Les réalisateurs arrivent à trouver un équilibre entre drame rural, éveil au fantastique et histoire d’amour poignante. Le film ne cesse de basculer entre le point de vue de Lina et de Giuseppe pour mieux ressentir à la fois la détresse et la beauté de leur relation. L’amour et la mort, des termes parfois liés indubitablement. Cela justifie ainsi le traitement onirique instauré dès le début. Semblant livrés à eux-mêmes, les adolescents se rencontrent dans une forêt sombre, immense et mystérieuse dans laquelle plane la menace d’un chien sauvage. La mise en scène, très contemplative, usant de plans larges et parfois de plans focaux, permet de déployer une mélancolie grandissante. Le monde de l’enfance contre la réalité des adultes, un combat perdu d’avance mais que Luna et Giuseppe vont mener avec grâce.
La narration se transforme avec la disparition de Giuseppe. D’abord classique, posant ses bases comme un conte de fée, elle finit par se casser en deux. Au-delà de maintenir une connexion avec les deux protagonistes, elle développe surtout leur relation. D’abord timide, Luna et Giuseppe n’auront semblé autant se connaître qu’après leur séparation. C’est une vision belle et intuitive de l’amour car leur couple est jeune, presque éphémère mais la puissance de leurs sentiments transcende la distance et le danger. Cela va influencer l’attitude de Luna dans sa manière d’être (sa crise d’adolescence), son éveil artistique (ses dessins magnifiques et pleins de symboles) et son émancipation d’une famille à la fois aimante et étouffante. Elle ouvre les yeux sur l’environnement qui l’entoure.

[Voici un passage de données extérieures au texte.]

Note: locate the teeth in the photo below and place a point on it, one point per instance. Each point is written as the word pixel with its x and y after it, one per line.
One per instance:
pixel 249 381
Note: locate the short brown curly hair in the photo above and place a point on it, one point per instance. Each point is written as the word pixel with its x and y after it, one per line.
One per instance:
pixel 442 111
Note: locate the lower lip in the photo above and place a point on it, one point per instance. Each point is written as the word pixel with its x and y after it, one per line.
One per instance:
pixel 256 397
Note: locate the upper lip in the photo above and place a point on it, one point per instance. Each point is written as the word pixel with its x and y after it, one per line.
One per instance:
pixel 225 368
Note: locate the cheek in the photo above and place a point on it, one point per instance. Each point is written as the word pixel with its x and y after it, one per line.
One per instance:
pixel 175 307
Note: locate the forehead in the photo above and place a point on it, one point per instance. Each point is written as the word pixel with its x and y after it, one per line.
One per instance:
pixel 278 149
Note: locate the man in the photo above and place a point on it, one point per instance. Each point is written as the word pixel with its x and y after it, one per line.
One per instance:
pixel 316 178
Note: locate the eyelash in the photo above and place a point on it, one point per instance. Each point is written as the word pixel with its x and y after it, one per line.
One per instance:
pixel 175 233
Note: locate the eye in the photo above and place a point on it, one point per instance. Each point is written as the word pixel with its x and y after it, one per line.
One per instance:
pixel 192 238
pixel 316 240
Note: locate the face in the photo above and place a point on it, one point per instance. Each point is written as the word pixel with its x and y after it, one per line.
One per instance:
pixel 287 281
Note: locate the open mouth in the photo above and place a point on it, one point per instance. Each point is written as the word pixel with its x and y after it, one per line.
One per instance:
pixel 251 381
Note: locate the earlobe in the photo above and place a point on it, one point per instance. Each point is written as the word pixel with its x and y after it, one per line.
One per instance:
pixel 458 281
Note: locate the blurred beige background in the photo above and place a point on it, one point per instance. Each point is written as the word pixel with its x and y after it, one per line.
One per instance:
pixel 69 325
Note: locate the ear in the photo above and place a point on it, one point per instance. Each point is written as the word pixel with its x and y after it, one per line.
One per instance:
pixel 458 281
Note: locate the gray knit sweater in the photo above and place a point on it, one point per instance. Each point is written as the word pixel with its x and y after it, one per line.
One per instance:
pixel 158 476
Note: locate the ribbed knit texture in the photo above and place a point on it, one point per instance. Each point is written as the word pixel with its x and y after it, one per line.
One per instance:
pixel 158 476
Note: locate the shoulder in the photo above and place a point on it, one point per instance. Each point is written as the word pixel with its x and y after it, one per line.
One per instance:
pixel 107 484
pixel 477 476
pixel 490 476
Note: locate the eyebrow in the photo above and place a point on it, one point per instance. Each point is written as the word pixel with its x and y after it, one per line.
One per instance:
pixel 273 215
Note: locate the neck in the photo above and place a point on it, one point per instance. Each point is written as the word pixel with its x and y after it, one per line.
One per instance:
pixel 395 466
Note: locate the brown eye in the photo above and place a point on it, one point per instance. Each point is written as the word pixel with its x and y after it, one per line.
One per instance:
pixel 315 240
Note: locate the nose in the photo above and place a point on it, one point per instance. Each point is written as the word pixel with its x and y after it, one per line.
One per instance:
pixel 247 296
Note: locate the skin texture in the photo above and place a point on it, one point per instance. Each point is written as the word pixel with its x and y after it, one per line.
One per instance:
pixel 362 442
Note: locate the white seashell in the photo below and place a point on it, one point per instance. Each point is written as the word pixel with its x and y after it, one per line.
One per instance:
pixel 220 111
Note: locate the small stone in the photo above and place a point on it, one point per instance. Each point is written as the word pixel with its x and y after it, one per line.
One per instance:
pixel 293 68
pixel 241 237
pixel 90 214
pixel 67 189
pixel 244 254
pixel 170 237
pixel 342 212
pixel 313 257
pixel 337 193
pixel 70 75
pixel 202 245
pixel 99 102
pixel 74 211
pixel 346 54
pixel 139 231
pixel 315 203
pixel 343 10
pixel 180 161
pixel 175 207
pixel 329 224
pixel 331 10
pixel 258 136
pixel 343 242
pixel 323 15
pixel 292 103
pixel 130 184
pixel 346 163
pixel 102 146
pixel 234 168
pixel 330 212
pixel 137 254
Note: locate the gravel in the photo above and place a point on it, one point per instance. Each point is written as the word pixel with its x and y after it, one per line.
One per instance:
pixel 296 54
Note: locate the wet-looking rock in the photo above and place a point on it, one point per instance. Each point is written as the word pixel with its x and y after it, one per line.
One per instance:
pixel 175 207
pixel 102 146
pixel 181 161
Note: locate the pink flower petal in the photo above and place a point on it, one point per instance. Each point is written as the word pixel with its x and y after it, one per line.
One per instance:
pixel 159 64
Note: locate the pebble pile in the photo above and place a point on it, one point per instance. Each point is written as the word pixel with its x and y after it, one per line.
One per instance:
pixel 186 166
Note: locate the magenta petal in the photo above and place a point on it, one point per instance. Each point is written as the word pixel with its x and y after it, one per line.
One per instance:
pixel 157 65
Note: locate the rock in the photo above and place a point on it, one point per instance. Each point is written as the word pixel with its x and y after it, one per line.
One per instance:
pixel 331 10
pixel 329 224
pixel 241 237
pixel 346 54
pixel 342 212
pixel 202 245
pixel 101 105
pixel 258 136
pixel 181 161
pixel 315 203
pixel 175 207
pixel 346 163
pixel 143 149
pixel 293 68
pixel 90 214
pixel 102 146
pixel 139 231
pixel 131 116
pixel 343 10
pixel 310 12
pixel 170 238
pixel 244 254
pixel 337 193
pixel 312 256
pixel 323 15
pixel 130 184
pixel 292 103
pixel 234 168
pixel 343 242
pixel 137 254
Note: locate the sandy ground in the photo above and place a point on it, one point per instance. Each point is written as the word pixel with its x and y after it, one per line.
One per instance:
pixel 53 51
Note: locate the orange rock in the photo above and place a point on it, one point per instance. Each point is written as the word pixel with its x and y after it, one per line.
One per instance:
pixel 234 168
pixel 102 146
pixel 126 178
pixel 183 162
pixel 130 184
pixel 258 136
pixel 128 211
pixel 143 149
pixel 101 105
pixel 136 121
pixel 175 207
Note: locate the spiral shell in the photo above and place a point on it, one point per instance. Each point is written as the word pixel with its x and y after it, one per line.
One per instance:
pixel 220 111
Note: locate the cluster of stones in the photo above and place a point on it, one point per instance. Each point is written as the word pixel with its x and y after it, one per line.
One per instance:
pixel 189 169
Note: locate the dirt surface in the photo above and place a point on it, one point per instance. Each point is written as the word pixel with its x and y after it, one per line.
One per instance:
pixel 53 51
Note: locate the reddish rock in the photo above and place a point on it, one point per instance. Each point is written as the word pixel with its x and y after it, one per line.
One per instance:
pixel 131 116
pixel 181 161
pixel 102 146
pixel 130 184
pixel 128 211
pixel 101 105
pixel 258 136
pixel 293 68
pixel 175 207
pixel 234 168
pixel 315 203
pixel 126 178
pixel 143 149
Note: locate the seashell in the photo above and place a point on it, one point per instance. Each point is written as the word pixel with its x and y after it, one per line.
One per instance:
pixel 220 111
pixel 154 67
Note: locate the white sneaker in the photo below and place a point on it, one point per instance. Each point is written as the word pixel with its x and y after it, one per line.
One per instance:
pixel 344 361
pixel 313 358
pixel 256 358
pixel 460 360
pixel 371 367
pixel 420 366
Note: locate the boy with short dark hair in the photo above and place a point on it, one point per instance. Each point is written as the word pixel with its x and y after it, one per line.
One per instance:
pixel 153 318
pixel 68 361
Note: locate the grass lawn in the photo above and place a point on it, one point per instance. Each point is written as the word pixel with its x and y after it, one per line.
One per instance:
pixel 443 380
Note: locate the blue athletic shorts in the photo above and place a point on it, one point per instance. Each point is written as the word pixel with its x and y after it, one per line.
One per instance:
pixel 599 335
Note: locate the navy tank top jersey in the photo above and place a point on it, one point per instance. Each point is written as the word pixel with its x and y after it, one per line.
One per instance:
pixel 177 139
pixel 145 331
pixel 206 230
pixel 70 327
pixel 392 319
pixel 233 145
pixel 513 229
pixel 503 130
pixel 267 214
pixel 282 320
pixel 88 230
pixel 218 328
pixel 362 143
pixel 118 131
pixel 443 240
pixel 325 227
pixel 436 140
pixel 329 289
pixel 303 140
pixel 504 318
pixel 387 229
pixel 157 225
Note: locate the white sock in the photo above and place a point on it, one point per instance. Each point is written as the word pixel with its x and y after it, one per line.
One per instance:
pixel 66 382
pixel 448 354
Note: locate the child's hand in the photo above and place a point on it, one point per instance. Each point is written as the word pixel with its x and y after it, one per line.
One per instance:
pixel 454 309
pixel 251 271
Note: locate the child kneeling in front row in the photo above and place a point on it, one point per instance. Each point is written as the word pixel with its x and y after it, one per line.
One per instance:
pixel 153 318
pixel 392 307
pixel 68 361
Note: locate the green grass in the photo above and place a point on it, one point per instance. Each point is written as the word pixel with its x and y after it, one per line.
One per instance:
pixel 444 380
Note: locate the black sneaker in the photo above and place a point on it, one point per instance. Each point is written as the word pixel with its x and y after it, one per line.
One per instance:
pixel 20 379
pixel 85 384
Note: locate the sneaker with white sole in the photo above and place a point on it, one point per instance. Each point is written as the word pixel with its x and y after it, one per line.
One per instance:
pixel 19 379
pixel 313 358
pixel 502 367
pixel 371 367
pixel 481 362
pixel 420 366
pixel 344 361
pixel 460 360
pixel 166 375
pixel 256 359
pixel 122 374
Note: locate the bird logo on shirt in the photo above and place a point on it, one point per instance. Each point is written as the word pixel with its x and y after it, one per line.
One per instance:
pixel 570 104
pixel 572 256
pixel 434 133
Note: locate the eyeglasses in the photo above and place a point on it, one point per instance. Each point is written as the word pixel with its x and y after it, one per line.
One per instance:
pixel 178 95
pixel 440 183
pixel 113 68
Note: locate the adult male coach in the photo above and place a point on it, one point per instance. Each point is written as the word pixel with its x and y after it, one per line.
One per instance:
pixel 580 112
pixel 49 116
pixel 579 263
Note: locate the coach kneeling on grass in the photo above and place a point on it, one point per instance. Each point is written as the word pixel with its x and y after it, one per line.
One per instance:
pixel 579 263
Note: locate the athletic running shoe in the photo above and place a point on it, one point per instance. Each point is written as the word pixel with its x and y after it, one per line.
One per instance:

C’est également un portrait peu flatteur de la Sicile, un pays archaïque coincé entre un conservatisme traditionnel et une mafia qui dicte les lois dans l’ombre. Le film préfère suggérer, montrer à la travers les yeux des adolescents plutôt que d’alourdir dans des scènes d’exposition. Quand le fantastique se manifeste avec subtilité, les réalisateurs ne nous livrent pas des images baroques comme Del Toro. On reste ancré dans le réel pour mieux troubler la frontière entre le rêve et le devenir de l’histoire. Lewis Carroll et sa fameuse Alice trotteront dans la tête du spectateur avec Luna qui cherche la vérité dans un village qui semble avoir perdu son humanité. Cette innocence bafouée trouve une référence directe à mon sens chez Dario Argento (la superbe scène de Luna et Giuseppe sous l’eau me rappelle follement « Inferno »).
Le film semble cependant parfois un peu long, donnant l’impression de tourner en rond. Il n’empêche que le récit refuse la mièvrerie ou le misérabilisme quitte à parfois mettre de côté l’émotion pour des passages assez intenses. Son jusqu’au-boutisme dans sa volonté d’un traitement poétique pourrait déranger, sa dernière partie contient pourtant de fortes idées. Alors que la nature semblait faire partie des évènements, elle finit par être au cœur de la relation entre Luna et Giuseppe. L’issue finale, évidemment choquante, se mue en volonté de vie par delà la mort via les éléments du monde. L’eau, omniprésente, est un passage à l’amour et surtout à l’espoir. Le sordide pourrait l’emporter, c’est finalement l’amour qui triomphe, terrassant même au passage la fatalité. Sur le papier c’est très naïf et bête, au résultat c’est émouvant. Giuseppe et Luna, chacun à leur manière, ont choisi l’évasion. Le beau plan final finit de célébrer le rêve comme remède au quotidien.
Voilà donc une belle histoire d’amour qui, si elle n’évite pas les longueurs, saura vous toucher et vous transporter dans un conte où le petit chaperon rouge choisit d’affronter le grand méchant loup pour sauver son amour. Le travail des plans, la rigueur de l’écriture et le souci de créer un fantastique pur et métaphorique permettent de mieux cerner la détresse d’un monde adulte qui écrase toute vitalité. Luna et Giuseppe ont montré leurs espoirs, leurs doutes et leurs colères. Ils choisissent le pouvoir de l’imaginaire (ou si c’était vrai ?) pour transcender leur existence. Une belle surprise.